Crank Casino

Crank Casino characters gif

Crank Casino, the first Catalog release from IrishJiminy, is snappy. This Pulp-made casino simulator has three games: CoinFlip, Cruds, and Hi-Lo. You’re always playing with the casino’s money, and you just keep the winnings. In that way, you’re always growing, almost like a JRPG. You don’t lose levels if you do a bad job in Final Fantasy, and in this game you never lose money, either… you just maybe start with a little less house money to play with if you do really poorly.

But that’s not what sticks with me as I blast through another ten rounds of Hi-Lo and take home another $100,000 to spend in the Winner’s Corner (lucky, or good?). What really separates Crank Casino from one of the dozens of other simulated gambling games is the heart that was put into the characters you meet.

You’re at a spaceship casino run by an alien, but everyone running the various games and tutorial/concierge desks is a human. Not only that, but they are famous humans from history you might’ve heard of: Elvis, Cleopatra, Queen Elizabeth, and more (with one character exclusive to the Catalog version!). Each of them has their own problems, and you don’t get the sense that there are actually that many people around to help solve them. You are the ear to lend and the shoulder to cry on, and they need some help. There’s no back-and-forth, really; your responses to their personal stories are mostly just nodding in agreement, spurring them on to tell you more of their trials and tribulations. But each character has their own arc with a clear finale, and seeing them come to personal realizations in between your card and dice games is very satisfying. Also: the story is 100% optional, but skipping it would be a mistake!

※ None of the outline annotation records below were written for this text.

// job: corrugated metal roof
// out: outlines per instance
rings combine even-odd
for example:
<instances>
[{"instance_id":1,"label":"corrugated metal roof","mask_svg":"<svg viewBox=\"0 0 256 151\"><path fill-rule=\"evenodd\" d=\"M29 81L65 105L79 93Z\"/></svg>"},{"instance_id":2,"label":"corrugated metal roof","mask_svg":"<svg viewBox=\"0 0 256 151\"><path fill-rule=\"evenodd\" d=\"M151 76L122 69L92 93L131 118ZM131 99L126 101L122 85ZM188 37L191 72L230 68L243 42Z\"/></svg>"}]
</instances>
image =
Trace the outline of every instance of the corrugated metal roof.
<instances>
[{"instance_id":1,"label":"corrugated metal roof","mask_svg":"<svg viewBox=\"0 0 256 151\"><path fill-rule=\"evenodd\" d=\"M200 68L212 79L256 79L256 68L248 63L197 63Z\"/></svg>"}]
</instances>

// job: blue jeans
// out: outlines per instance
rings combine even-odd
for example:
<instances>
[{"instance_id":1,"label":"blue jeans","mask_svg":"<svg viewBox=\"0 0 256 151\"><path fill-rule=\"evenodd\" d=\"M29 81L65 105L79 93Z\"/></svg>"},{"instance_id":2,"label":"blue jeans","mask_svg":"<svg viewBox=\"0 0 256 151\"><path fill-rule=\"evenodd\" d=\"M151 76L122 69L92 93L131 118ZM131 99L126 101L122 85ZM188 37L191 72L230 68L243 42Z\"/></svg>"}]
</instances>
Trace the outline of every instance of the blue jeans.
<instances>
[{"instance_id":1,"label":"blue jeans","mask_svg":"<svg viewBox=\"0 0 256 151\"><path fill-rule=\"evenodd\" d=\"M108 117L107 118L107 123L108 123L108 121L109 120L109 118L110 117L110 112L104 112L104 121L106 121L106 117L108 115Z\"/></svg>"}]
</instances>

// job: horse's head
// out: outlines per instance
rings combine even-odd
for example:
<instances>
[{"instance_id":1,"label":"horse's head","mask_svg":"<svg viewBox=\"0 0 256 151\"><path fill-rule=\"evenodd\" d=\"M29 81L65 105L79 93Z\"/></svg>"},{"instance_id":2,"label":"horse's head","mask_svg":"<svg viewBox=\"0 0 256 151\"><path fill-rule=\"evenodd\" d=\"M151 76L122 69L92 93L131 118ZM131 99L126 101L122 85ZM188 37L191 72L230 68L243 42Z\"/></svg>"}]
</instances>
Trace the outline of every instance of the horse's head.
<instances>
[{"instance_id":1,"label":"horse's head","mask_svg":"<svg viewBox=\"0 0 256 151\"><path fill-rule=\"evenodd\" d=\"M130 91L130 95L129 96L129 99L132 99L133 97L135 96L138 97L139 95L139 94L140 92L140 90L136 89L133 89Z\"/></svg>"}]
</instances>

Now for the games! There’s CoinFlip, where you bet on whether a coin will be heads or tails. It’s a 50/50 chance each time, and you can see the record of the previous flips to help you decide what to pick next. It surely couldn’t be a seventh tails in a row, right? That’d be silly! Like in a real casino, if you play this one long enough, you’ll go broke. Cruds (the nicer version of “craps,” I’m guessing?) is a dice game, but with rules like roulette. You bet on if the next dice roll will be odd or even, or higher/lower/equal to the last roll, or you can guess a specific number. Like roulette, the more specific your bet, the higher the return. I tend to do smaller bets until the sure things present themselves, like if the last roll was a six? It has to be lower on the next one – bet it all! Sometimes it is a six again and I lose all my money. That’s why they call it gambling.

The last game, and my favorite because it felt the most like the as-fair-as-the-casino-is-going-to-get odds of Blackjack, is Hi-Lo. You get a card dealt to you, and you place your bet to pick if the next card will be higher, lower, or equal to the current card. Got an ace? Put all your money on lower! The only way you lose is if the next card is another ace, which I did get, once. Four times in a row. The payout on this one feels the best, and there’s a reason this game isn’t at real casinos (they’d go broke, and I would be kicked out for winning too much).

All three games are available from the beginning of the game, and you can get new conversation snippets from one of the characters every couple of rounds. Spend your earnings at the store to get permanent boosts to your winnings or give yourself better odds. And there are also robots for sale? It’s a secret what they’re for, but you’re going to want to eventually buy all the robots.

The only problems I really had with anything in Crank Casino is that there were a couple typos in some of the conversations, and the screen during the gambling games can feel a little busy until you know where to look. But it’s a casino – there’s always a lot of lights and sounds. Lock in! That’s how you break the bank.

It’s great to play for just a few minutes or a solid hour. Meeting people, getting into the flow of the games (the controls felt a little strange at first, but just remember it’s “B to bet!”), and trying to buy everything in the gift shop… there’s so much more on offer here than “just a casino game.” And it was made in Pulp! Love seeing the ways that engine can be stretched by someone with a dream, an imagination, and some time to dedicate to it.

(Released November 26, 2024, on Catalog and Itch. Copy provided by developer.)